"Lily! It's him! Take Harry and run!"

Watching James run to the front door while I turn around with Harry in my arms is the most difficult thing I've ever done. I know he didn't even take his wand, that bloody idiotic, noble, self-sacrificing Git. There are too many steps in this house, I have to reach Harry's room, I stupidly left the run-away bag there.

I can feel the killing curse being cast before the words are even out of the monster's mouth, the telling drop in temperature makes the hair on the back of my neck stand up. My vision blurs with tears as I close the door and put as many wards as I can on it. Harry knows something's wrong, as soon as I put him in his crib he starts crying, for good reason, I think, as the image of James' lifeless body takes precedence in my brain and I drop my arm as the last spell leaves my wand, I turn around and pick the bag up, it's mostly full of photos and irreplaceable memories made up of silvery wispy strands, from both of us.

I pick Harry up again when I feel the overwhelming power of Tom Riddle starting to break through my hastily cast protections. I spin in place, trying and failing to disapparate. I freeze as my blood starts running cold as ice, the bastard set up anti-apparition wards around the house.

I look into Harry's eyes, he stopped crying when I took him back in my arms.

"I swear you'll be ok, baby."

I put him back in the crib and cast a small numbing charm on his forehead, and, with a loving caress, I flick my wand in the shape of a protection rune. It gets embedded in his forehead, a faint trail of blood starts dripping from it, but Harry resolutely stares up at me. This is the most difficult piece of magic I have ever attempted, but I've got no other choice, I slash my thumb with my wand and press to the scar on my son's forehead, mixing our blood as I start chanting.

"I will never let him kill you, Harry"

Magic starts swivelling around us, I feel my power receding into my son, permeating the scar.

The last of my enchantment on the door fails just as the energy transfer is complete.

"I love you, Harry"

The door gets blasted off its hinges, the cold inhuman voice of Tom riddle rings in my ears, I ignore him.

"Mommy loves you, Harry. Daddy loves you too."

I feel the banishing spell that throws me to the wall, I think I broke my arm as I get up again and put myself in front of the monster.

"Not my son! Take me instead!"

As if I'd ever step aside, I know I can't beat him in a fight, but I won't let him touch my son as long as I breathe.

The temperature drops.

The hair on the back of my neck stands up.

The cold, red eyes grow brilliant.

My son cries in his crib and I can't go hug him.

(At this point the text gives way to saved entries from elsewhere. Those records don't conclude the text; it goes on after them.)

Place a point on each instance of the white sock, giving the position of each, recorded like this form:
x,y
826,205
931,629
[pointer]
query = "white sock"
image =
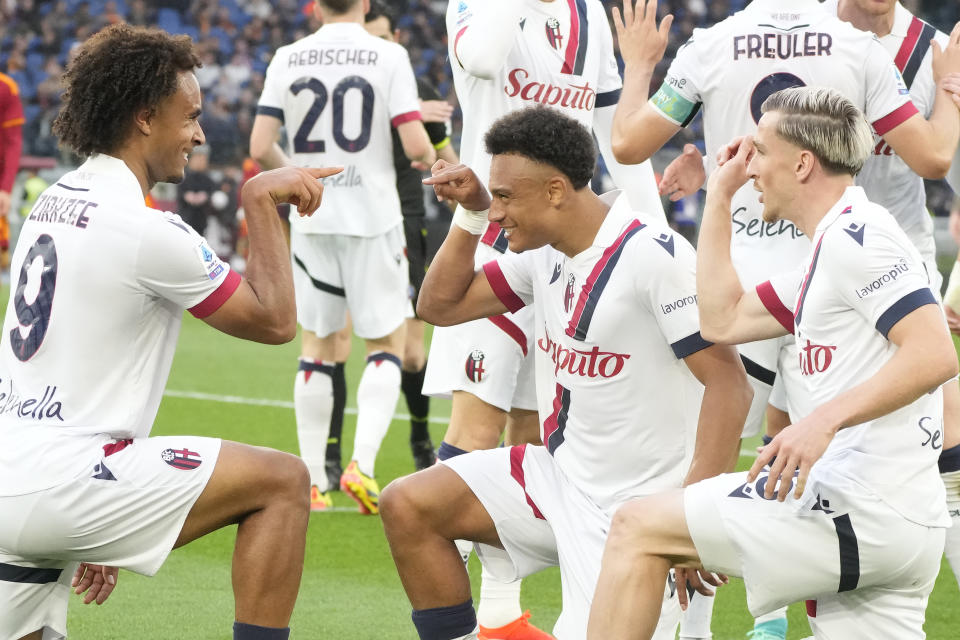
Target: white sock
x,y
773,615
377,397
499,601
695,621
313,407
951,480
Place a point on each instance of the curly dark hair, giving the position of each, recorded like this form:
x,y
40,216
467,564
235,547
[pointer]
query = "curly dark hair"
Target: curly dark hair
x,y
117,72
548,136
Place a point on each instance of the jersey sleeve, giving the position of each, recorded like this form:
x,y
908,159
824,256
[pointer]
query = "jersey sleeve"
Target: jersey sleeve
x,y
403,104
176,263
511,278
877,274
679,97
271,99
482,33
888,99
778,295
668,283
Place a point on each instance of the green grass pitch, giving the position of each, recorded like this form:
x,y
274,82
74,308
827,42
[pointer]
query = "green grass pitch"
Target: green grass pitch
x,y
350,588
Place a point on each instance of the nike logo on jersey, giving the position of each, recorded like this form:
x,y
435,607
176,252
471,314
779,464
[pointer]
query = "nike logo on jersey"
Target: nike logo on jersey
x,y
666,241
556,273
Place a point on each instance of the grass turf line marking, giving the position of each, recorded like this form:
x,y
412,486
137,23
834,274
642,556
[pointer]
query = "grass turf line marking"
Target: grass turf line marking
x,y
267,402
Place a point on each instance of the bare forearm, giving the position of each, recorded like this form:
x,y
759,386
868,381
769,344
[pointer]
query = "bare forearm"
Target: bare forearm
x,y
627,138
718,285
448,278
268,269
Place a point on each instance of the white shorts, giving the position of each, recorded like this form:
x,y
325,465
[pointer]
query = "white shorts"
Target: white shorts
x,y
492,358
367,276
761,360
127,512
543,520
868,569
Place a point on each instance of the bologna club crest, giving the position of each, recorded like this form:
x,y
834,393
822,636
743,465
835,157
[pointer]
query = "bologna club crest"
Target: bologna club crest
x,y
183,459
554,37
474,367
568,294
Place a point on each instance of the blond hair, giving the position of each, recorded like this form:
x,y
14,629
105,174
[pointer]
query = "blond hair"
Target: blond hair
x,y
824,122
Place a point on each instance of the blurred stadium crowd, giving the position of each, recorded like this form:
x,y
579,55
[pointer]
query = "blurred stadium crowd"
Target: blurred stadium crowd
x,y
237,38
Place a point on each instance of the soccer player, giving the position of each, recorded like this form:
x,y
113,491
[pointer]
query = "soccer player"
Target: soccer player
x,y
730,69
338,91
621,372
101,282
860,534
436,119
505,55
11,144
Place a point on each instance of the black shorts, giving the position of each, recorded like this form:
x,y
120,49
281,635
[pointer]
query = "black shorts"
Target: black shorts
x,y
415,230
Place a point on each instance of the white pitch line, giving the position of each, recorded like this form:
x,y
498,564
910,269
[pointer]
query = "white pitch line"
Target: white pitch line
x,y
286,404
267,402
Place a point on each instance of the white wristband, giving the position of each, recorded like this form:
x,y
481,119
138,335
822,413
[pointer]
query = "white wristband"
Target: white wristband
x,y
952,297
473,222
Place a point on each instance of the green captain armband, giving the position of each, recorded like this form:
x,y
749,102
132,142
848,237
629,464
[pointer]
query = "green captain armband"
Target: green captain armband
x,y
673,105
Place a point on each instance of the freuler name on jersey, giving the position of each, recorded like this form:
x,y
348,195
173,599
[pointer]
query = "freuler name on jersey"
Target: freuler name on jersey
x,y
782,45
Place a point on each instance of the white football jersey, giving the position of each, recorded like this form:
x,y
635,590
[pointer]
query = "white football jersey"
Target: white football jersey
x,y
338,92
618,406
561,56
862,277
733,66
886,177
100,282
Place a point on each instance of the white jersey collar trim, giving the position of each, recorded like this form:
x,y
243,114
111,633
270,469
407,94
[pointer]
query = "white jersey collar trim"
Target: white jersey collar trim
x,y
851,196
779,6
102,164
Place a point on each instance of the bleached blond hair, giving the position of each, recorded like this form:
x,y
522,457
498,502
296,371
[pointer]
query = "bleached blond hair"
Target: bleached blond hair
x,y
824,122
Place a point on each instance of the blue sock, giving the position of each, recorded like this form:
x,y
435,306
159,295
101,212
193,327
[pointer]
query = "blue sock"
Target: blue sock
x,y
447,451
950,459
444,623
244,631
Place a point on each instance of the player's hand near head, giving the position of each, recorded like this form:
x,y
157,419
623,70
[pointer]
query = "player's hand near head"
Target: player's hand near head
x,y
946,60
298,186
685,175
797,446
458,182
97,580
435,110
642,43
733,161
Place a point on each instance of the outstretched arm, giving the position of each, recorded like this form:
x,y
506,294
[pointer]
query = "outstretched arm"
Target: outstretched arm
x,y
638,130
452,291
483,32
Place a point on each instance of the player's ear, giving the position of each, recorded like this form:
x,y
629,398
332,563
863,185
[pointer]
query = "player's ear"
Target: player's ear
x,y
143,120
806,161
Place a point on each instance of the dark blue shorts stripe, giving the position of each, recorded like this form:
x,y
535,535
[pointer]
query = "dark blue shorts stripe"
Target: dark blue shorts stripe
x,y
28,575
270,111
849,554
758,372
689,345
319,284
899,309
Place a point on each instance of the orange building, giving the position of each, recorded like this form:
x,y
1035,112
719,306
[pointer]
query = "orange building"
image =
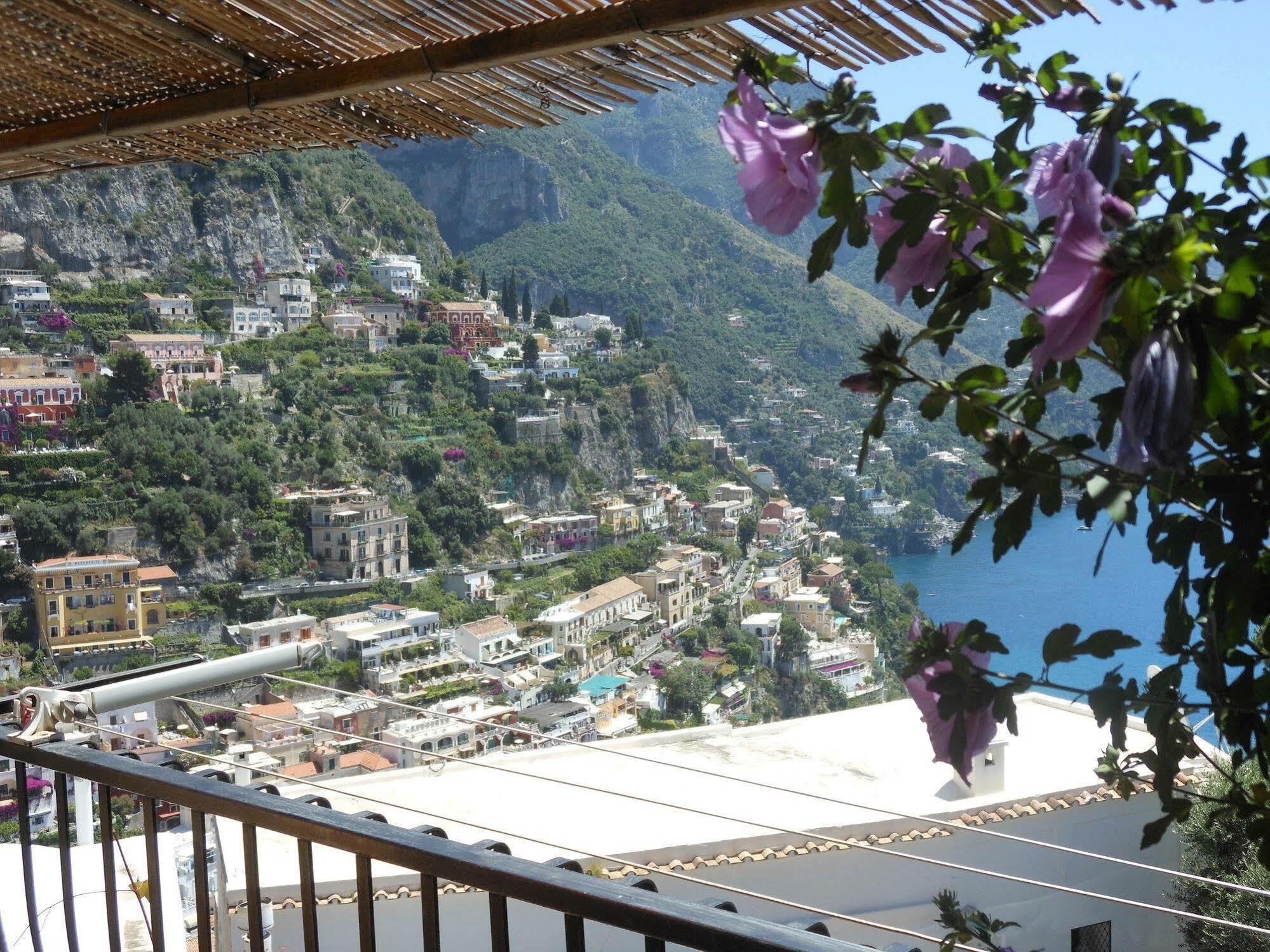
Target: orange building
x,y
469,324
36,400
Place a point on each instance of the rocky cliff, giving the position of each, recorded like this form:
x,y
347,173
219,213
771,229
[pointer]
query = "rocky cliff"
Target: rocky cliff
x,y
620,434
476,193
138,222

Green light covers my vision.

Unnatural cold steeps in my bones.

So this is how the killing curse works.

And, despite myself, I die smiling, because I was right.

I smile because Harry will be safe.

And nothing else matters.


I feel the pull of the resurrection stone.

My shade appears in a clearing of the forest.

I hate this, my son, my beautiful, incredible son is walking to his death.

I hate Tom Marvolo Riddle, I hate Albus Dumbledore.

My son reduced to nothing more than a chess piece on their board.

And the power of the stone compels me to push him to make the last step.

Forces me to smile and tell him that it's ok.

But I am Lily Potter, and I get the last laugh.

"We are so proud of you Harry" my will forces the words out "And we love you, so much"

I try to touch his cheek, but my hand passes through, ethereal as it is.

He still leans into the touch.

And I accompany him to his death.

As the curse strikes him, I smile.

I can feel the wretched thing detaching itself from his scar.

And I can feel his soul hasn't passed through yet.

I smile in the face of death once again as my world goes black.